* Q3 adj EPS C$1.64 vs est C$1.53
* Loan-loss provisions C$221 mln vs C$547 mln
* Stock rises 2.5 percent (Adds CEO, analyst comments, adds stock gains)
By Cameron French
TORONTO, Aug 25 (Reuters) - Quarterly profit at Canadian Imperial Bank of Commerce (CM.TO) rose 47.5 percent, topping expectations, and sending the bank’s shares 2.5 percent higher.
Strong branch-banking revenues and a sharp reduction in provisions to cover bad loans helped drive profit up to C$640 million ($603 million), or C$1.53 a share, from C$434 million, or C$1.02 a share, a year earlier, CIBC said on Wednesday.
Stripping out a C$138 million loss from its structured credit run-off business and a C$76 million reversal of provision for credit losses, the bank earned C$1.64 a share in its third quarter.
That beat analysts’ forecasts for a profit of C$1.53 a share, as polled by Thomson Reuters I/B/E/S.
CIBC said provisions for bad loans dropped to C$221 million from C$547 million.
Revenues from CIBC’s domestic retail banking operations rose 7 percent year-over-year to C$2.5 billion, driven by strong results from personal banking, business banking, and wealth management, it said.
“The (retail) division has been a bit of a disappointment over the last few quarters, where revenue growth has been fairly light,” said Juliette John, portfolio manager at Bissett Investment Management.
“This quarter, I think we’ve seen a fairly good element of growth.”
Wholesale banking revenue dropped 43 percent to C$315 million as the bank took a loss from its structured credit business and lower trading activity.
A sharper drop in trading income reported by Bank of Montreal (BMO.TO) on Tuesday sparked a sell-off in Canadian bank stocks as investors feared results from Canada’s other big lenders — due to be released over the next week — would show similar shortfalls.
CIBC’s Tier 1 capital ratio, a measure of its financial stability, was a robust 14.2 percent, up from 12 percent a year earlier, while return on equity for the quarter was 19.8 percent.
Speaking on a conference call, Chief Executive Gerry McCaughey said the bank was in a good position to adapt to new global capital and liquidity rules that will be finalized by the Basel banking committee later this year.
“We feel now that although there’s still uncertainty there, that there’s enough information out to give us a preliminary indication that CIBC will continue to be well positioned from a capital viewpoint,” he said.

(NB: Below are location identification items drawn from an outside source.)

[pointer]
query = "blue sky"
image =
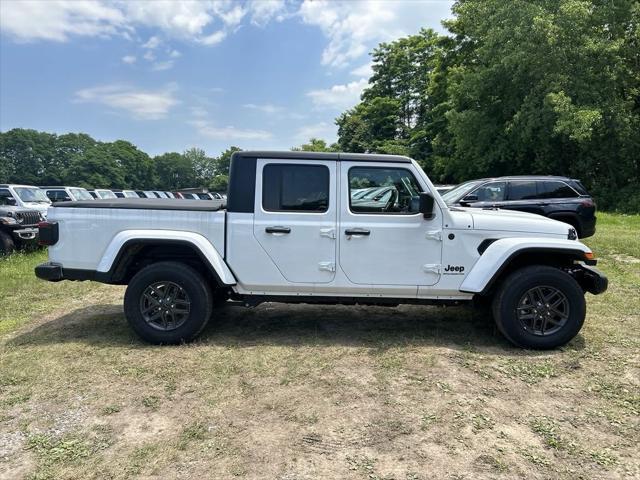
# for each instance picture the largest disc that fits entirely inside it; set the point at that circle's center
(168, 75)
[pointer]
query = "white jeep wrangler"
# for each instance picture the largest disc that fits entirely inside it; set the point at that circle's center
(323, 228)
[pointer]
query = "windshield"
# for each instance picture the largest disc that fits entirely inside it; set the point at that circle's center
(31, 194)
(80, 194)
(460, 191)
(106, 194)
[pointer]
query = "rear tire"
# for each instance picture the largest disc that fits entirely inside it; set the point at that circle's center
(168, 303)
(539, 307)
(7, 246)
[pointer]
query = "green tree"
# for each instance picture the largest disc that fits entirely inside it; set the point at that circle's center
(173, 171)
(203, 166)
(95, 168)
(315, 145)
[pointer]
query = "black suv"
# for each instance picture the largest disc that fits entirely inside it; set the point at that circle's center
(560, 198)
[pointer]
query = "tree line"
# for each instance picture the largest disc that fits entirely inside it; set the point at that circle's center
(518, 87)
(515, 87)
(40, 158)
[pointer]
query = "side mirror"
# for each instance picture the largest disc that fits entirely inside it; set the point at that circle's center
(426, 205)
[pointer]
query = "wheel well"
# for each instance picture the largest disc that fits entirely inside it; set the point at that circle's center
(570, 218)
(560, 260)
(136, 255)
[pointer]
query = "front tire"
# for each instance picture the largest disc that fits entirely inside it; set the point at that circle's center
(168, 303)
(539, 307)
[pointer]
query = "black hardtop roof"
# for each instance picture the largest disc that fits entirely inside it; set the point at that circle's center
(337, 156)
(523, 177)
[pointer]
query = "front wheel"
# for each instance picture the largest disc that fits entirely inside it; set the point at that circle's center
(539, 307)
(168, 303)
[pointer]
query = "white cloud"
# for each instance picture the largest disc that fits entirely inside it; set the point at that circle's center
(363, 71)
(266, 108)
(263, 11)
(58, 20)
(208, 130)
(141, 104)
(153, 42)
(353, 28)
(338, 97)
(159, 66)
(206, 22)
(322, 130)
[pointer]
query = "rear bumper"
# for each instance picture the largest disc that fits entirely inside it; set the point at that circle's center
(593, 280)
(54, 272)
(587, 227)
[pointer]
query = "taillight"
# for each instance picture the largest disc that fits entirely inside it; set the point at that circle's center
(47, 233)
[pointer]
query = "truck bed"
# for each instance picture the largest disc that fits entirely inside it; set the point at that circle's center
(146, 204)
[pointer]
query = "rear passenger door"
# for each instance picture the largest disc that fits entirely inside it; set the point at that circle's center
(295, 217)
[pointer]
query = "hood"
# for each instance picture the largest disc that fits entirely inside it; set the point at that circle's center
(514, 221)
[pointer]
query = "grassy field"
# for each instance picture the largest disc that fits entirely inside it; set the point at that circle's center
(306, 392)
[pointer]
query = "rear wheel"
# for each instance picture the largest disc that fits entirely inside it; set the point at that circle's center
(539, 307)
(168, 303)
(7, 246)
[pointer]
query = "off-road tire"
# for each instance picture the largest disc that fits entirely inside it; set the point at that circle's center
(195, 286)
(7, 246)
(513, 288)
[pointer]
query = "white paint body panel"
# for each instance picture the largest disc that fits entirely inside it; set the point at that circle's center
(405, 256)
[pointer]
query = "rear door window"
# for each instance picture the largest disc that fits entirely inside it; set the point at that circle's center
(295, 188)
(522, 190)
(554, 189)
(491, 192)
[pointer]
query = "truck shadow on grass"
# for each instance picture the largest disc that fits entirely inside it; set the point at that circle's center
(290, 325)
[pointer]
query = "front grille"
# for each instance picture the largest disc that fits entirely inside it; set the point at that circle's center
(28, 218)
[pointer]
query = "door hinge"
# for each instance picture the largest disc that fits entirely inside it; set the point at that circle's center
(327, 266)
(328, 232)
(433, 268)
(434, 235)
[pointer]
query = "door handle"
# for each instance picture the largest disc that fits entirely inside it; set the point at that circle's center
(280, 230)
(358, 231)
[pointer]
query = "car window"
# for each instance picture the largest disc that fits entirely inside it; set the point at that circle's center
(522, 190)
(295, 188)
(491, 192)
(383, 190)
(6, 198)
(456, 193)
(555, 189)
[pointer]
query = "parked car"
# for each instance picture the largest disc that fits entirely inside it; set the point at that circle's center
(25, 196)
(18, 226)
(102, 194)
(290, 235)
(442, 189)
(125, 193)
(66, 194)
(560, 198)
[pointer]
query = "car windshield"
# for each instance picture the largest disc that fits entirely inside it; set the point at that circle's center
(81, 194)
(31, 194)
(106, 194)
(460, 191)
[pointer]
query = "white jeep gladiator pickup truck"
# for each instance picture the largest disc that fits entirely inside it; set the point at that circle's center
(323, 228)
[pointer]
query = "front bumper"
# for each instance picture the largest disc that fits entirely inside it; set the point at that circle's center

Capital outlays such as large acquisitions and dividend hikes have been on hold as the banks have waited to see what measures they may have to take to satisfy the new regulations.
McCaughey warned, however, that dividend hikes are unlikely until the bank’s earnings justify such a move.
Currently, CIBC’s payout ratio — the amount of profit it spends on its dividend — is a bit above its normal 40 to 50 percent range, meaning the bank would need earnings to rise more to get it back in the range before it would consider an increase.
“On the dividend increase side, we do not look at capital as the first factor (to consider), we look at payout ratio,” he said.
“We’re getting fairly close now, so I would say that it will be under consideration and discussion in 2011.
CIBC’s shares were up C$1.65 at C$68.46 just after midday on Wednesday on the Toronto Stock Exchange.